A few years ago, I was leading a discussion of the works of mercy for my second-grade faith formation class.  We discussed visiting the sick and how the children had provided care for sick friends and family members.  We discussed clothing the naked and how children and their families donated items for clothing drives.  The discussion continued in a similar vein for feeding the hungry and providing drink to the thirsty.  Along with other churches in the region, the parish provides shelter on a rotation basis for homeless families, so the children and I talked about that program as well.

When we reached the topic of visiting those in prison, the discussion began with a child who informed us that he had an uncle in prison.  I did not anticipate that anyone in the class would have an incarcerated relative; so much for my cultural blinders!  I did anticipate that none of the children had ever visited anyone in jail and on this point, I was correct.  So I shared with the children about my own experience as a social worker, which required now and then that I visit clients who were imprisoned.  The children were very impressed by this news and I fielded question after question. . .about the type and quality of the food the prisoners were given.

With some difficulty, I eventually steered the conversation back to the other lessons for the day.  It was only later that I realized that I missed an opportunity to talk about justice for the imprisoned in the form of food that is adequate in both taste and nutrition.  I also missed the opportunity to talk with the children about what Mass with its sacred food might be like behind bars.

My point here is that I originally considered the children’s questions about prison food to be a distraction from the “important” points of the class.  In fact, however, their questions had deeper implications that I did not recognize.  I wonder if PT readers who have had similar experiences with children’s questions or insights about liturgy would be willing to share them.


  1. If you think about it, children (upper and middle class American children much less so these days than formerly, with MUCH more choice than people who are perhaps over 40 would have had as children) typically share with prisoners the situation of having one’s food decided and provided by someone else.

  2. You’d be surprised by the number of children sitting in classrooms who will say nothing about their experience of visiting a family member in jail or prison.
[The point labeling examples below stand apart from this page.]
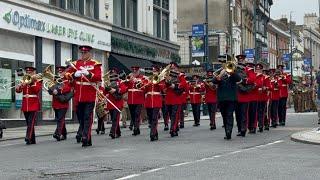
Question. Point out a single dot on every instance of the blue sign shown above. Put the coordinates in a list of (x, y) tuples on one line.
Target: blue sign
[(198, 30), (286, 57), (249, 54)]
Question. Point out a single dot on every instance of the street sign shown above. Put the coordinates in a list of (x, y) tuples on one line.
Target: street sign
[(249, 54)]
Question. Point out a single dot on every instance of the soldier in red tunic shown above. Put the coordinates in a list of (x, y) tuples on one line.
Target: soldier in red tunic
[(114, 92), (153, 102), (211, 98), (60, 102), (135, 98), (175, 85), (30, 102), (196, 87), (286, 81), (86, 73)]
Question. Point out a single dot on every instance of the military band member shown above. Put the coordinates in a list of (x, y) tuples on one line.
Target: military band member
[(153, 101), (275, 96), (30, 88), (135, 98), (262, 87), (211, 98), (175, 85), (286, 81), (244, 95), (253, 104), (87, 75), (114, 92), (196, 87), (227, 98), (60, 102)]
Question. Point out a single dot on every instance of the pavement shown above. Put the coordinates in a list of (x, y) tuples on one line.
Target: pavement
[(197, 153), (47, 130)]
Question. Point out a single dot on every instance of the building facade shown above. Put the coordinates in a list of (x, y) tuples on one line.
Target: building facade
[(143, 32), (42, 33)]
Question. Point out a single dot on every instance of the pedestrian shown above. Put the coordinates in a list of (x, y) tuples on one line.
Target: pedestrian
[(61, 95), (227, 95), (86, 73), (30, 87)]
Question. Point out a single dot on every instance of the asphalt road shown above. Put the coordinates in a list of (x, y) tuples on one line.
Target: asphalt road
[(197, 153)]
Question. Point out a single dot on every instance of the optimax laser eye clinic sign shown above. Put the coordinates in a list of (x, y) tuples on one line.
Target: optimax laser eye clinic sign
[(18, 19)]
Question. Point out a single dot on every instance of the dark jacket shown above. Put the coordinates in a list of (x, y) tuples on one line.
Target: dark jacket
[(227, 87)]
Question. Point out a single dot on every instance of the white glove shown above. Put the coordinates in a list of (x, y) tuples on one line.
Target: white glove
[(78, 73), (85, 72)]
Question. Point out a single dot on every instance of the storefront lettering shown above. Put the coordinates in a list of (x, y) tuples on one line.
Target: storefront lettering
[(27, 22)]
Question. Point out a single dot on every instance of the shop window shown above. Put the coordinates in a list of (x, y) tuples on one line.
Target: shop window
[(161, 19), (125, 13)]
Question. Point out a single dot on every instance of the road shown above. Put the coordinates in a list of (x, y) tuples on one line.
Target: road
[(197, 153)]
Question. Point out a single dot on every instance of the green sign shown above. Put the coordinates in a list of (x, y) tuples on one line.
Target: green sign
[(5, 93)]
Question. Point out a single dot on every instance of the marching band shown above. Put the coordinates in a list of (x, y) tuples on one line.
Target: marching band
[(257, 96)]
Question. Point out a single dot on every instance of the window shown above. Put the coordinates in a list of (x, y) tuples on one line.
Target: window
[(89, 8), (161, 19), (125, 13), (73, 5)]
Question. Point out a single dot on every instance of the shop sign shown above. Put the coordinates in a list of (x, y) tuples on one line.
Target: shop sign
[(15, 18), (5, 94)]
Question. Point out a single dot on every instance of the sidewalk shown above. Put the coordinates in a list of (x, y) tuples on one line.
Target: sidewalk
[(48, 130), (308, 137)]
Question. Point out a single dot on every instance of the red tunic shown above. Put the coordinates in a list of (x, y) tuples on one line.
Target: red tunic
[(30, 100), (65, 88), (84, 90), (122, 88), (173, 98), (286, 81), (211, 95), (136, 96), (195, 91), (153, 95)]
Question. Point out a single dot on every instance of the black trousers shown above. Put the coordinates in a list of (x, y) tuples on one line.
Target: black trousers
[(115, 119), (85, 116), (282, 110), (196, 113), (174, 113), (31, 118), (153, 116), (253, 115), (274, 112), (183, 107), (165, 114), (212, 109), (227, 108), (135, 112), (101, 124), (242, 112), (60, 115), (262, 105)]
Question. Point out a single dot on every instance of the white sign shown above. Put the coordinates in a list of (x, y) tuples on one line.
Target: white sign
[(15, 18)]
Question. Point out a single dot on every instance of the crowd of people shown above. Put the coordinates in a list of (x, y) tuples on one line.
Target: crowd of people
[(255, 94)]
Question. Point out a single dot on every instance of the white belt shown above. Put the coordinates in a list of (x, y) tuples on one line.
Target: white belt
[(29, 95), (153, 93), (86, 83), (194, 93), (135, 90)]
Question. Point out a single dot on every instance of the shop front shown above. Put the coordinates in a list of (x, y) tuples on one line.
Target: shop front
[(31, 37)]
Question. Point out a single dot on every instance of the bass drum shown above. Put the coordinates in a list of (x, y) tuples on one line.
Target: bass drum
[(100, 111)]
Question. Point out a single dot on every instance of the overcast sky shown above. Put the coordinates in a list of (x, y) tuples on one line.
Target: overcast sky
[(299, 8)]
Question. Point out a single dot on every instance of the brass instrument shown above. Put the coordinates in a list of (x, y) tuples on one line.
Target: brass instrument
[(52, 79)]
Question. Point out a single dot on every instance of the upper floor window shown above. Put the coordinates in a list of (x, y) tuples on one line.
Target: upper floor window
[(161, 19), (125, 13)]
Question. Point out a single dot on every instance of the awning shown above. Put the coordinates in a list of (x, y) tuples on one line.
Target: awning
[(125, 62)]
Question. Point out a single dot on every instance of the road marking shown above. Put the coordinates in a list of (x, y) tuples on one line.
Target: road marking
[(200, 160), (129, 177)]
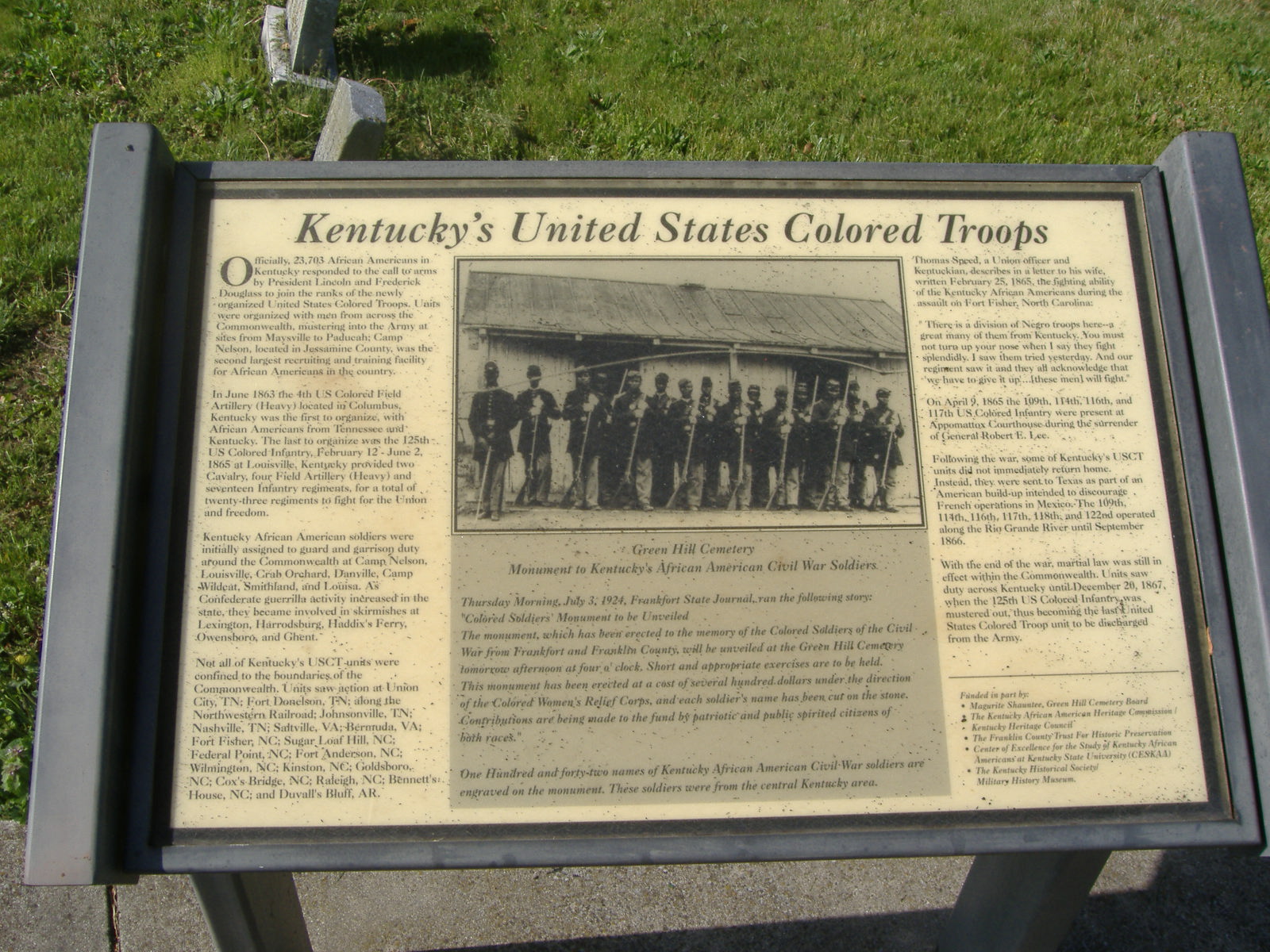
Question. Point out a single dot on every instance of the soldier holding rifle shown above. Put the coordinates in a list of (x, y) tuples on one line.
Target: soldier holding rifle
[(778, 428), (851, 435), (587, 414), (692, 422), (632, 435), (764, 454), (664, 438), (829, 422), (734, 446), (537, 409), (492, 418), (880, 432)]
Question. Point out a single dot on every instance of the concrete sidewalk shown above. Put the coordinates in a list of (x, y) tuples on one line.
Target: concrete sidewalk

The Annie E. Casey Foundation just published a report on them. Anyone working with kids should read it.

    I see those kids as they come through the jail doors. They are anxious, scared, nervous, bored. They won’t volunteer information. They form their own club and share a knowing look when they recognize a families face away from the jail.

    How could second graders “visit those in prison”? Pray not just for those behind bars, but also for their families, especially the children, who share the sentence.